The son (érzi) is not really a son: Generalization of address terms in Chinese online discourse
KunYang and JingChen
Nanjing Normal University | Nanjing University
This paper aims to explore the generalization of address terms in online discourse, a largely unheeded pragmatic phenomenon. Taking the generalized Chinese kinship term “son” (érzi) as an example, it analyzes its referents and functions. The analysis was based on a sizable data set collected from WeChat, and interviews with some WeChat users. It demonstrates that the address term “son” (érzi) conveys its faithful meaning when referring to the male child of (a) parent(s) but virtual meaning when referring to the addresser’s friends, classmates or pets. It is also argued that the generalized use of the address term “son” (érzi) can function to enhance relationships, make jocular abuse, and express emotions. These functions suggest the users’ identity avoidance and relating needs in a virtual community. This study attempts to contribute to a better understanding of the virtualization of address terms and rapport management in online discourse.

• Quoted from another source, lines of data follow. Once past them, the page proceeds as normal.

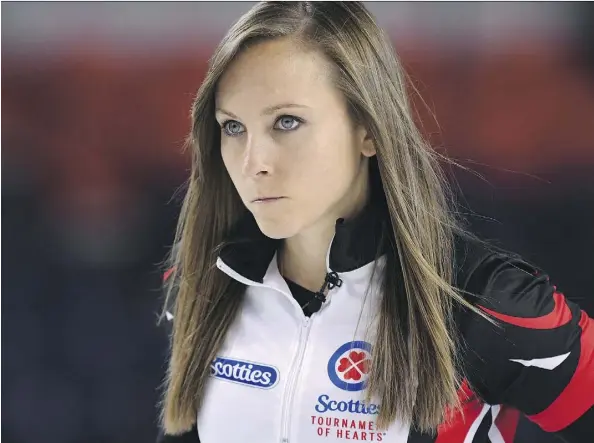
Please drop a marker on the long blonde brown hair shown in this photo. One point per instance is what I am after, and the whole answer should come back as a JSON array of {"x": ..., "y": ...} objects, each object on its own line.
[{"x": 414, "y": 372}]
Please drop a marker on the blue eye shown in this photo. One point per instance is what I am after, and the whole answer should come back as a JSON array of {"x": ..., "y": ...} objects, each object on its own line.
[
  {"x": 232, "y": 128},
  {"x": 287, "y": 123}
]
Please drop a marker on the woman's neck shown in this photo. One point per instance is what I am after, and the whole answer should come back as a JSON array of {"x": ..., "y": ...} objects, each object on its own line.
[{"x": 302, "y": 258}]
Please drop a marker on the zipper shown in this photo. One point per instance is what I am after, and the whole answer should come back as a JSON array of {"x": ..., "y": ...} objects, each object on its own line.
[{"x": 292, "y": 379}]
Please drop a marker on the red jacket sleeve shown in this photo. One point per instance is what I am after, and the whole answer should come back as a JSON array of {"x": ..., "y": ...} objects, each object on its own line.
[{"x": 540, "y": 357}]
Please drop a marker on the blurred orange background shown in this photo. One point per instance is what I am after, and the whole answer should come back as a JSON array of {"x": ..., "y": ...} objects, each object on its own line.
[{"x": 95, "y": 109}]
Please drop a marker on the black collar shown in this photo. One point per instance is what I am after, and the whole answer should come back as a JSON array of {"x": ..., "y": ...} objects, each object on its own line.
[{"x": 357, "y": 242}]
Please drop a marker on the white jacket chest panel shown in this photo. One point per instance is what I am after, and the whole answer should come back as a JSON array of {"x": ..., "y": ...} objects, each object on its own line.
[{"x": 321, "y": 367}]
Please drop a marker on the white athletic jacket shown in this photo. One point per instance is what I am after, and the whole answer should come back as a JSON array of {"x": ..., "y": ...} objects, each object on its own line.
[{"x": 284, "y": 377}]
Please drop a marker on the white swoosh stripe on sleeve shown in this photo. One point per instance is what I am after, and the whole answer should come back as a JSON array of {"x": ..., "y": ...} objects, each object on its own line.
[{"x": 549, "y": 363}]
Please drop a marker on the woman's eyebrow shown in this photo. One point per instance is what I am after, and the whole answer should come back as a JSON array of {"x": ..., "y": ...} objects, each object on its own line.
[{"x": 268, "y": 110}]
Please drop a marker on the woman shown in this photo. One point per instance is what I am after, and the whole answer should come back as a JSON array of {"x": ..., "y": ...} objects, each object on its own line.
[{"x": 347, "y": 302}]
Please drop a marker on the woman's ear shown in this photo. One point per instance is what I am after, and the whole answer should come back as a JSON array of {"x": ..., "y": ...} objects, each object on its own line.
[{"x": 366, "y": 144}]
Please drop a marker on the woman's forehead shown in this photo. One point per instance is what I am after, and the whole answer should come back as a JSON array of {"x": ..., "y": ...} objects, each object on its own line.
[{"x": 276, "y": 71}]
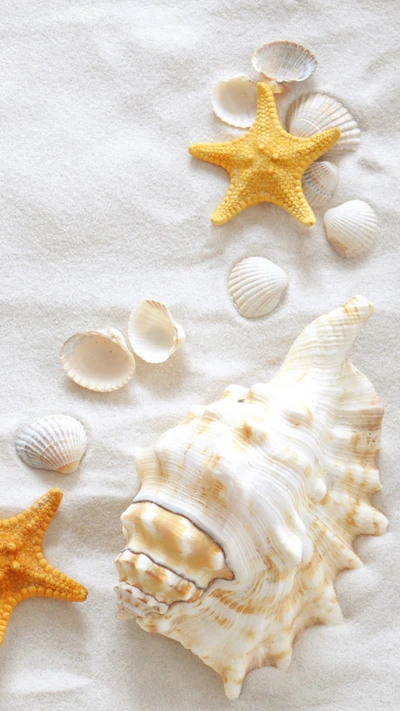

Address terms are words and expressions for addressing individuals or groups in communication (Alenizi 2019). They can be divided into two categories, namely, kin terms and social terms (Dickey 1997). Among them, kin terms refer to relatives, such as “mum”, “dad”, “son”, and “cousin”, whereas social terms refer to non-relatives, such as “friends”, “colleagues” or even “strangers” (Liu 2009; Sandel 2002). Interestingly, kin terms are frequently employed to address non-relatives in daily communication, which leads to the phenomenon of generalization (Chen and Ren 2020; Nakassis 2014; Ren and Chen 2019). Besides, most of the generalized kin terms in face-to-face interaction are age-based, and they may be borrowed from (1) antecedent kin terms, such as “aunt” or “uncle”, and (2) descendent kin terms, such as “younger brother” (Ren and Chen 2019). Notably, although there truly exist generalized kin terms which are borrowed from descendent kin terms, they are less frequently used, especially in face-to-face interaction (e.g., “son”). The reason might be that this would violate the politeness principle (Fleming and Slotta 2018) or Address Maxim (Gu 1990). However, the borrowing of these descendent kin terms is a common occurrence in online discourse. In addition, while the generalization of kinship terms in face-to-face communication is considered to assist in maintaining and enriching social interaction (Mavunga et al. 2014), whether it performs the same functions online remains unclear.